Ege’nin karmaşık sorunları, daha doğrusu Yunanistan’ın karıştırıp sorun
durumuna getirdiği Ege konusu, iki ülkenin anlaşmasıyla çözülebilecek nitelikte
bir sorundur. Ancak, Yunanistan 19.yüzyıldan beri takındığı tavrı sürdürmekte
ve Ege’yi kendi mülkü sayan geleneksel anlayışıyla, hareket etmektedir. Bugün
zayıf gördüğü Türkiye’yi yok sayıyor; Girit, Selanik ve Kıbrıs’ta yürüttüğü
politikanın benzerini, 21.yüzyılda Ege’de uyguluyor.
Karasuları
ve Lozan
Ege konusunda ortak bir yaklaşım, Lozan
Anlaşması’yla sağlanmıştı. Ancak, daha sonra, Lozan’da Türkiye
Cumhuriyeti’nin varlığıyla ilgili diğer tüm konularda olduğu gibi, Ege tartışma
konusu yapılmıştır. Brüksel ya da Washington’da ileri sürülen görüşlerin ve
oluşturulan politikaların ortak noktası Lozan’a karşıtlıktır. Batı’nın
politika üreticileri ve uygulayıcıları, Lozan’ı “özel bir dönemin”

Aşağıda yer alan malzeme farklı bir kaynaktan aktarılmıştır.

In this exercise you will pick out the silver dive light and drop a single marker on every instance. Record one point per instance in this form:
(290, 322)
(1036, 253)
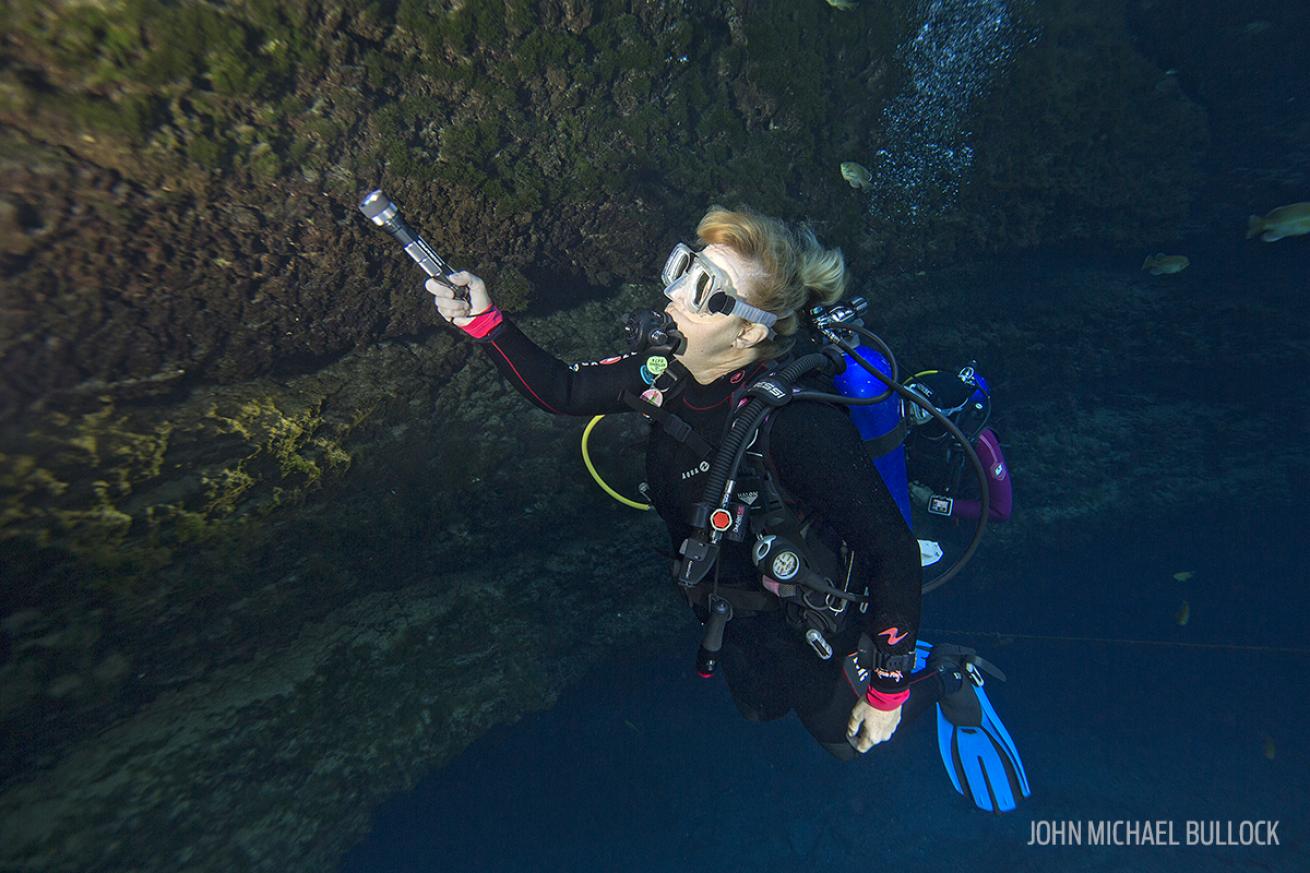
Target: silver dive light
(383, 213)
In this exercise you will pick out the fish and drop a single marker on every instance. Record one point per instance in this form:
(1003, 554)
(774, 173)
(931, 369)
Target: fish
(857, 174)
(1285, 220)
(1161, 264)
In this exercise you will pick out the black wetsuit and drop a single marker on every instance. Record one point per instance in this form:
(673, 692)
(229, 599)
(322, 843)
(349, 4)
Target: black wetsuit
(820, 462)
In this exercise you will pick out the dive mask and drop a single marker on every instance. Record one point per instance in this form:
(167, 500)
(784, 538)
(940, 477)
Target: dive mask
(701, 286)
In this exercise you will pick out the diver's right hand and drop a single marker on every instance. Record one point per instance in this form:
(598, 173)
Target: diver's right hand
(456, 310)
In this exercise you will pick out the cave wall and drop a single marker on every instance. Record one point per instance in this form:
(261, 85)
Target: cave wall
(231, 427)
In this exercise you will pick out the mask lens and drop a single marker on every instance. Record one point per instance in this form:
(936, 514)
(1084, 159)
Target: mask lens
(676, 265)
(701, 290)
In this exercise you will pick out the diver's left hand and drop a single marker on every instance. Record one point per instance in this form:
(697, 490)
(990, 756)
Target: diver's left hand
(870, 726)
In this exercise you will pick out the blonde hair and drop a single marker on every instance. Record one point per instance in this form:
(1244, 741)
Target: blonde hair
(798, 273)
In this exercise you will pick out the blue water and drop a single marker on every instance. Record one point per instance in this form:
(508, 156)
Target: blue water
(646, 767)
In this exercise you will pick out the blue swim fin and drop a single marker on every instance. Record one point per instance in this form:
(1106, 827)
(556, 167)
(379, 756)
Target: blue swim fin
(976, 749)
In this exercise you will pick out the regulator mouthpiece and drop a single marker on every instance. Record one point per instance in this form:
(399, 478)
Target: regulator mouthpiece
(653, 332)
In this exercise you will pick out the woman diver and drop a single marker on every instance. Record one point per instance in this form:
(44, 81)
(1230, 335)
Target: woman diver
(732, 310)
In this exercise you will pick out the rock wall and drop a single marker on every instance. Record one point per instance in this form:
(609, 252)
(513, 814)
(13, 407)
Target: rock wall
(267, 528)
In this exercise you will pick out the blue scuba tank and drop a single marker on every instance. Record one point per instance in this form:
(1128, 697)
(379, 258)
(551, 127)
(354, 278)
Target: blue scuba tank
(878, 424)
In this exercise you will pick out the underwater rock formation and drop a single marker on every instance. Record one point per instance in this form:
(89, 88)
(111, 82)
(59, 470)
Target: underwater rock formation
(248, 483)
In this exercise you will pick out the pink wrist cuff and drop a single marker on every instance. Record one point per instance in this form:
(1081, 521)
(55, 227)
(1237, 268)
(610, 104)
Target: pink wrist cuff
(484, 324)
(884, 701)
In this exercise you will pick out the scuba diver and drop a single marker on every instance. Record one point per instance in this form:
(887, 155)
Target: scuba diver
(938, 484)
(787, 543)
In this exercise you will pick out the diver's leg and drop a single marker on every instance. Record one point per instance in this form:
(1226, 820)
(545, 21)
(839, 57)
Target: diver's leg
(752, 670)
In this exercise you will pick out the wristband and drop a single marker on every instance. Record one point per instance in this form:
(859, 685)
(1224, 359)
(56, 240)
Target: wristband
(484, 323)
(883, 700)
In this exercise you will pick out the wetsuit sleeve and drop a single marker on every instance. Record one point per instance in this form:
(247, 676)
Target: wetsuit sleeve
(822, 462)
(588, 388)
(998, 488)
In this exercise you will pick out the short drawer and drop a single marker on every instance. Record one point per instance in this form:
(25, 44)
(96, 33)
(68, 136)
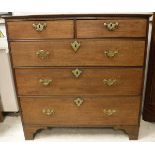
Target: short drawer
(90, 53)
(40, 29)
(79, 81)
(93, 111)
(111, 28)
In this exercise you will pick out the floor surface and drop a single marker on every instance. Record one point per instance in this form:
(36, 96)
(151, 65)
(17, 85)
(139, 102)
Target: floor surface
(11, 130)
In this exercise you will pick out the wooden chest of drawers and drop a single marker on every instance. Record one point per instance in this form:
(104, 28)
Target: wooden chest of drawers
(79, 70)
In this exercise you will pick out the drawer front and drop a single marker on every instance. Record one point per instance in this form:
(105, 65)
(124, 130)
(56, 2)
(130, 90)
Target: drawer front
(47, 30)
(81, 81)
(90, 53)
(93, 111)
(111, 28)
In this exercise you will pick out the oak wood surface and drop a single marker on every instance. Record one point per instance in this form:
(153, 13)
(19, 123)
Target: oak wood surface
(65, 86)
(90, 53)
(149, 102)
(96, 28)
(89, 113)
(90, 82)
(54, 29)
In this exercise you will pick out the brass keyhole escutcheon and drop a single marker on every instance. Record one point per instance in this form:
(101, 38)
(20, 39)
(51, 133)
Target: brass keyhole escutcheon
(75, 46)
(111, 26)
(48, 111)
(78, 101)
(109, 82)
(77, 72)
(42, 54)
(45, 82)
(39, 26)
(110, 53)
(109, 112)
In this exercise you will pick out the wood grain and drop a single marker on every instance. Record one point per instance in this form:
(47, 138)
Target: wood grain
(90, 81)
(96, 28)
(90, 53)
(89, 113)
(149, 102)
(54, 29)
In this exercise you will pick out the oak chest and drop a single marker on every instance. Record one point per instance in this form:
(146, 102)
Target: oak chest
(79, 70)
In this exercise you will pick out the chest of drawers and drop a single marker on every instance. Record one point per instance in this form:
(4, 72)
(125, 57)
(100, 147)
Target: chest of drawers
(79, 70)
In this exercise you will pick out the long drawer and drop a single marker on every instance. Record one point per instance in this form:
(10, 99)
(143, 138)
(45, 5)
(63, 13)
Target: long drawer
(79, 81)
(93, 111)
(40, 29)
(90, 53)
(111, 28)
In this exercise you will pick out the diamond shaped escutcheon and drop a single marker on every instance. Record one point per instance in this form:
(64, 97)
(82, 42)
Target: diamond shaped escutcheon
(76, 72)
(75, 46)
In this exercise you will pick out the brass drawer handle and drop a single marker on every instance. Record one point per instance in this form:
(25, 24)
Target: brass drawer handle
(78, 101)
(42, 54)
(109, 112)
(1, 34)
(109, 82)
(39, 26)
(45, 82)
(77, 72)
(75, 46)
(48, 112)
(110, 54)
(111, 26)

kabul edilmez ürünü olarak ele almışlar ve sürekli olarak yürürlükten kaldırmak
istemişlerdir. Ege sorunu bu tutumun açık örneklerinden biridir.

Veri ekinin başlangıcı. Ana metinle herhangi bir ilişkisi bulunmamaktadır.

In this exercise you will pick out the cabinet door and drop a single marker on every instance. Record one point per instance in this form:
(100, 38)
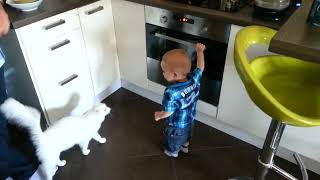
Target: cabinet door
(61, 73)
(99, 37)
(235, 106)
(131, 41)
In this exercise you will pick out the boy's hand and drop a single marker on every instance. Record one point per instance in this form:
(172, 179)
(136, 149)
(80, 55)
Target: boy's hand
(200, 47)
(157, 115)
(161, 115)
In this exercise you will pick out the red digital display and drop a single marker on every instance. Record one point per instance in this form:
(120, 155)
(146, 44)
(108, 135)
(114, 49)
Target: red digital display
(184, 20)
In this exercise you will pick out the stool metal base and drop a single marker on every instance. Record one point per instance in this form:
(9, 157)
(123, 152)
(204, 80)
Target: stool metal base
(270, 147)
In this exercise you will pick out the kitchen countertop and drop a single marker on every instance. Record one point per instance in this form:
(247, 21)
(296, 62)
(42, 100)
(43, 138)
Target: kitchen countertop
(243, 17)
(47, 9)
(298, 39)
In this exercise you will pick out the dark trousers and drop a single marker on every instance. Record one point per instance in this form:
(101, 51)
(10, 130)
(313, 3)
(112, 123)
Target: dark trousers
(16, 160)
(176, 137)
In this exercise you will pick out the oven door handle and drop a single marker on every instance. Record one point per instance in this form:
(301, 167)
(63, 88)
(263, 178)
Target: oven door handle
(180, 41)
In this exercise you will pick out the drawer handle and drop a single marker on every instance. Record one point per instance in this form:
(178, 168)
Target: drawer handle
(99, 8)
(68, 79)
(59, 45)
(55, 24)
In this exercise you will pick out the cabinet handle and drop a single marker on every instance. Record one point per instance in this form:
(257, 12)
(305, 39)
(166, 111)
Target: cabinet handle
(55, 24)
(59, 45)
(99, 8)
(68, 79)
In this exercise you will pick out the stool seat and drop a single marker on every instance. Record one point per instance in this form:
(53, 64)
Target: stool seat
(285, 88)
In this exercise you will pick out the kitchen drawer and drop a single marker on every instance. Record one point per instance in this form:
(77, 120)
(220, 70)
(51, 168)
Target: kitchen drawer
(62, 75)
(56, 57)
(73, 95)
(51, 27)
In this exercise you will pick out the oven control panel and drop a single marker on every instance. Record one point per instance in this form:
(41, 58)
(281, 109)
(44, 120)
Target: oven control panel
(188, 24)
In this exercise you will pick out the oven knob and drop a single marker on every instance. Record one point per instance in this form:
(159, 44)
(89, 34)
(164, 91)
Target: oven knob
(164, 19)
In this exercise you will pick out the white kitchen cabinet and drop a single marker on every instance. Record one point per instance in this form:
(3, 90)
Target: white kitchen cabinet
(58, 66)
(131, 41)
(238, 110)
(99, 37)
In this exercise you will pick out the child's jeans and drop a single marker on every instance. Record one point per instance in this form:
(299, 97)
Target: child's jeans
(176, 137)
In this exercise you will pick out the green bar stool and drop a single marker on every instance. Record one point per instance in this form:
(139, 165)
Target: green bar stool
(285, 88)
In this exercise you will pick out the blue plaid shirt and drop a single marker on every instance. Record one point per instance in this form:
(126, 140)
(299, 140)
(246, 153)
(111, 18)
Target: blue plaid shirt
(181, 99)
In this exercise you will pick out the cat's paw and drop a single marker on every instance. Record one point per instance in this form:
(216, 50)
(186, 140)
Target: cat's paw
(103, 140)
(62, 163)
(86, 152)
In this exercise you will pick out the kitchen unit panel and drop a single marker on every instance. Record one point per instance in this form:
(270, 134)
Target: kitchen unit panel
(131, 41)
(99, 37)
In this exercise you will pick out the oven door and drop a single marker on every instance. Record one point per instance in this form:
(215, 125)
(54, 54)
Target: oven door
(160, 40)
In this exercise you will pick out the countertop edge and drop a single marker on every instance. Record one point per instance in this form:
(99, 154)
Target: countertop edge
(38, 17)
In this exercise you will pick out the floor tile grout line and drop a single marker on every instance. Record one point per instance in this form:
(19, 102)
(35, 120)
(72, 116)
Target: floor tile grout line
(141, 156)
(194, 150)
(211, 148)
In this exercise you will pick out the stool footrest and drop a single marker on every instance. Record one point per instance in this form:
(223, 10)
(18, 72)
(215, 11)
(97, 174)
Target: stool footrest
(303, 168)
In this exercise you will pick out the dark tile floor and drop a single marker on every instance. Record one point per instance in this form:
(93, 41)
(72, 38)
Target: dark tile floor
(134, 152)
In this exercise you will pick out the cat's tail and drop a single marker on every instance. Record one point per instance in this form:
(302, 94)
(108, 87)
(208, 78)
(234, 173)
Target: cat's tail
(25, 117)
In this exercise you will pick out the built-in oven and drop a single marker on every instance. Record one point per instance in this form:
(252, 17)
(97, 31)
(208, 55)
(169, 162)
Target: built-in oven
(166, 30)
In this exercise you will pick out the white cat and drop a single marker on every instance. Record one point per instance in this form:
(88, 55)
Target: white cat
(59, 137)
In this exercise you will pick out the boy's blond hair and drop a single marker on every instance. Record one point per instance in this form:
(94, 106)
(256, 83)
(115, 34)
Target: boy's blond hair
(178, 60)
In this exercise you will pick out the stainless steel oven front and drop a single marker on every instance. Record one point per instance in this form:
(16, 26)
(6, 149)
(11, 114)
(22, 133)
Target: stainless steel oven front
(166, 30)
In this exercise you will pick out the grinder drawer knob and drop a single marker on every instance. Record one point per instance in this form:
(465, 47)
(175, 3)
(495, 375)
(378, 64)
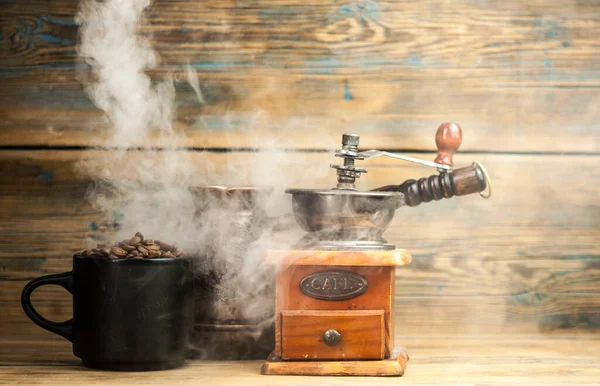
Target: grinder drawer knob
(332, 337)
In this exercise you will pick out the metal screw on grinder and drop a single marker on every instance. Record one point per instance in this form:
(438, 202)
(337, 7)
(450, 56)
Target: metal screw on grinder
(332, 338)
(347, 173)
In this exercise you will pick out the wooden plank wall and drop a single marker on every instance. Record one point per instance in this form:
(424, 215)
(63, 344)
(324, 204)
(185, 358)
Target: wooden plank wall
(521, 77)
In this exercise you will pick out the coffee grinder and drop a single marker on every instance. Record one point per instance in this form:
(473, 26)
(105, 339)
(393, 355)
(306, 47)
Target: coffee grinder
(334, 311)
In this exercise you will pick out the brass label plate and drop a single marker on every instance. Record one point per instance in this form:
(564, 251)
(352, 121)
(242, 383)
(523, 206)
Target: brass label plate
(334, 285)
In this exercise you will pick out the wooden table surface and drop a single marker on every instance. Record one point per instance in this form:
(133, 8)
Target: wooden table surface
(451, 360)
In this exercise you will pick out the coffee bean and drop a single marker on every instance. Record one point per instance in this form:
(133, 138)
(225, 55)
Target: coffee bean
(134, 240)
(126, 247)
(165, 246)
(134, 248)
(118, 251)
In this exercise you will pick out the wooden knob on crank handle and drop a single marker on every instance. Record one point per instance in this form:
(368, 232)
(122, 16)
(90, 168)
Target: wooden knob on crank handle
(448, 138)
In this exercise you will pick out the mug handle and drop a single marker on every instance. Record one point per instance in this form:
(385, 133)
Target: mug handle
(65, 280)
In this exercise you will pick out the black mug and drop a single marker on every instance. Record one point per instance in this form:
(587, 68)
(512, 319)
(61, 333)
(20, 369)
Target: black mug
(128, 314)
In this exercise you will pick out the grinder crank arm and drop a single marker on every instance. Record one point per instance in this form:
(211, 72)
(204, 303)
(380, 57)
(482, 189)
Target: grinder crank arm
(449, 183)
(459, 182)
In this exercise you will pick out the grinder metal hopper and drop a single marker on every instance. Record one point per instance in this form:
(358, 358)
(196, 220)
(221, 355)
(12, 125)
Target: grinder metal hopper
(344, 218)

Lozan’ın imzalandığı 1923 yılında, Türk ve Yunan karasuları
(Karasuları: Bir devletin sahip olduğu deniz kıyıları boyunca egemenliği
altında tuttuğu belli genişlikte su şeridi) 3 mildi.
Kısa
Geçmiş
Yunanistan karasularını 1936 yılında
kimseye sormadan ve görüşmeden 6 mile çıkardı.1936, savaşın yaklaştığı ve
Hitler Almanyası’yla birlikte hareket eden İtalya’nın, Ege adalarının tümünü
işgale hazırlandığı yıllardı. Ankara-Atina ilişkileri en iyi dönemiydi ve
Türkiye İtalya’nın saldırgan tutumuna tepki duyuyordu. O günlerde 6 mil Türkiye
için bir olumsuzluk oluşturmuyordu.
Yunanistan, savaştan sonra kararını
değiştirmedi. Türkiye, bu tutuma karşı 1945-1960 arasındaki CHP ve DP
dönemlerinde herhangi bir yanıt vermedi. 27 Mayıs’ın getirdiği ulusalcı
hava sonucunda ancak 1964’de yanıt verilebildi ve karasuları 6 mile çıkarıldı.

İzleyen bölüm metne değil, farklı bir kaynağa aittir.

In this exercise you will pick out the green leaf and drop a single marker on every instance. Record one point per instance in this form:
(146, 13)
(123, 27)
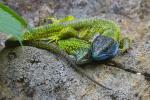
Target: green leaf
(11, 23)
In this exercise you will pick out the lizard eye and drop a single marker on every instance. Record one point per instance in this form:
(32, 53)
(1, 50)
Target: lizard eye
(104, 48)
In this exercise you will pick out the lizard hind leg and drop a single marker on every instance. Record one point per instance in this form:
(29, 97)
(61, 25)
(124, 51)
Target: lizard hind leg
(124, 44)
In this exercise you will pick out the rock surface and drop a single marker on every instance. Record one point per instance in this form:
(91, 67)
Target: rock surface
(34, 74)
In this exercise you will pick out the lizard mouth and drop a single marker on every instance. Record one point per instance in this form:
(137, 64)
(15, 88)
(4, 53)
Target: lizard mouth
(104, 48)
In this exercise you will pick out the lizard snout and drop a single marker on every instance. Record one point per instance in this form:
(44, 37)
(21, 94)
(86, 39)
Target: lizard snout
(104, 48)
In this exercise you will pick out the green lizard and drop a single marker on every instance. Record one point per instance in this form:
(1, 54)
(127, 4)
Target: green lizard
(84, 39)
(76, 36)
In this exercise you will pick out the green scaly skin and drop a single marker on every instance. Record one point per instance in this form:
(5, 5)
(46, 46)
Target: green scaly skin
(71, 34)
(84, 29)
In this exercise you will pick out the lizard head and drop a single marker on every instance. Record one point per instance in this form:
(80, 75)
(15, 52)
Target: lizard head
(103, 48)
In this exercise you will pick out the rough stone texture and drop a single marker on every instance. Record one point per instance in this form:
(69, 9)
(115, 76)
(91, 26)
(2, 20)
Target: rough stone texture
(40, 75)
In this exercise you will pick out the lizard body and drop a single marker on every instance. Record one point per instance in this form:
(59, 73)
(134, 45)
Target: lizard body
(75, 37)
(84, 30)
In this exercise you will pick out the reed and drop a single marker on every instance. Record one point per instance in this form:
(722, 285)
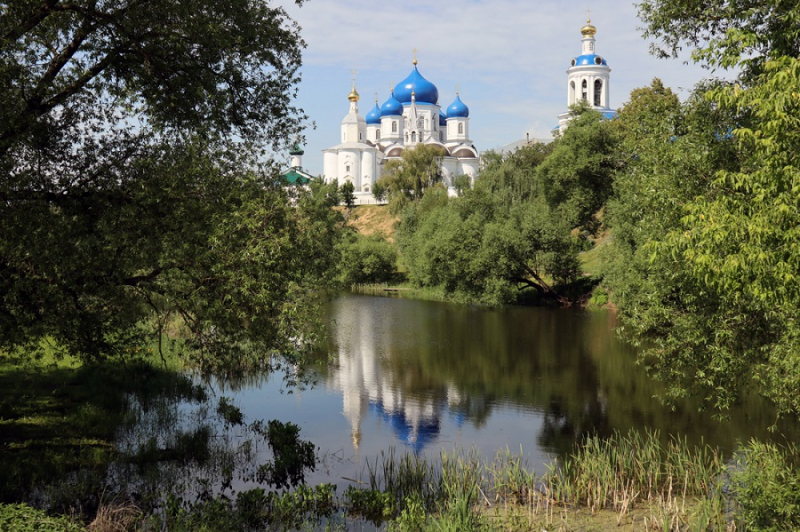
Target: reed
(667, 485)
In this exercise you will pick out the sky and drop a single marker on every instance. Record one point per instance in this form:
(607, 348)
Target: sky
(508, 59)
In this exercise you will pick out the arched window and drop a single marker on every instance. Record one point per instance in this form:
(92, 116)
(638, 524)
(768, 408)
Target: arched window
(598, 92)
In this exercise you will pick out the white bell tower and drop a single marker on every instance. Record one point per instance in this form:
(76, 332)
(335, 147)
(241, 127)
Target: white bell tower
(588, 78)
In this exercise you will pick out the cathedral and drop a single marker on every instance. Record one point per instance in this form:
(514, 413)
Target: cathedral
(410, 116)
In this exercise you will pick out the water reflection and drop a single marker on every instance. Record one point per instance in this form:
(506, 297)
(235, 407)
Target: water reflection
(442, 375)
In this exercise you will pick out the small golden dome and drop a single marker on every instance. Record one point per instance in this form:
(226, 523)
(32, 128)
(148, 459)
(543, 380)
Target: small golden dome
(588, 30)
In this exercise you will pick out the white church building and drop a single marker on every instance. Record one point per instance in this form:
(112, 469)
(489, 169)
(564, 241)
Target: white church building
(410, 116)
(588, 79)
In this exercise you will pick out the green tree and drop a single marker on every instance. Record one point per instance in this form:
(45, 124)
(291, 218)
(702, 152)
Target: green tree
(576, 177)
(407, 178)
(712, 286)
(724, 34)
(740, 243)
(498, 238)
(366, 259)
(133, 192)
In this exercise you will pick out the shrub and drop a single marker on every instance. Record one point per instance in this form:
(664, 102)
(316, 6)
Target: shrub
(366, 259)
(766, 488)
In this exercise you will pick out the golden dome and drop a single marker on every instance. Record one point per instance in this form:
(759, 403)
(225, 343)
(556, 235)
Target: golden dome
(588, 30)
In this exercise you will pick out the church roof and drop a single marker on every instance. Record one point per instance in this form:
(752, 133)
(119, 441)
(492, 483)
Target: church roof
(296, 176)
(424, 91)
(374, 116)
(457, 109)
(589, 60)
(392, 107)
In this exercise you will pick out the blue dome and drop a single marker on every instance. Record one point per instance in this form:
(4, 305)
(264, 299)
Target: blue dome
(391, 107)
(374, 116)
(424, 91)
(457, 109)
(589, 60)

Yunanistan, istemlerini tırmandırmayı
bırakmadı ve 12 Eylül Darbesi’nden sonra 12 milden söz etmeğe
başladı. Avrupa Birliği’ne girdikten sonra, sözlerini somut isteme dönüştürdü
ve konuyu Avrupa Birliği’nin sorunu durumuna getirdi. Uzun yıllar uğraşıp
hiçbir Cumhuriyet hükümetine kabul ettiremediği ve Türkiye’nin savaş nedeni saydığı
12 mil konusunu sonunda AKP yönetimine kabul ettirdi. Hükümet,
Türkiye’nin ödünle sonuçlanan hemen her dış ilişkisinde adı geçen, Ferudun
Sinirlioğlu başkanlığındaki bir kurul aracılığıyla Yunanistan’la anlaştı.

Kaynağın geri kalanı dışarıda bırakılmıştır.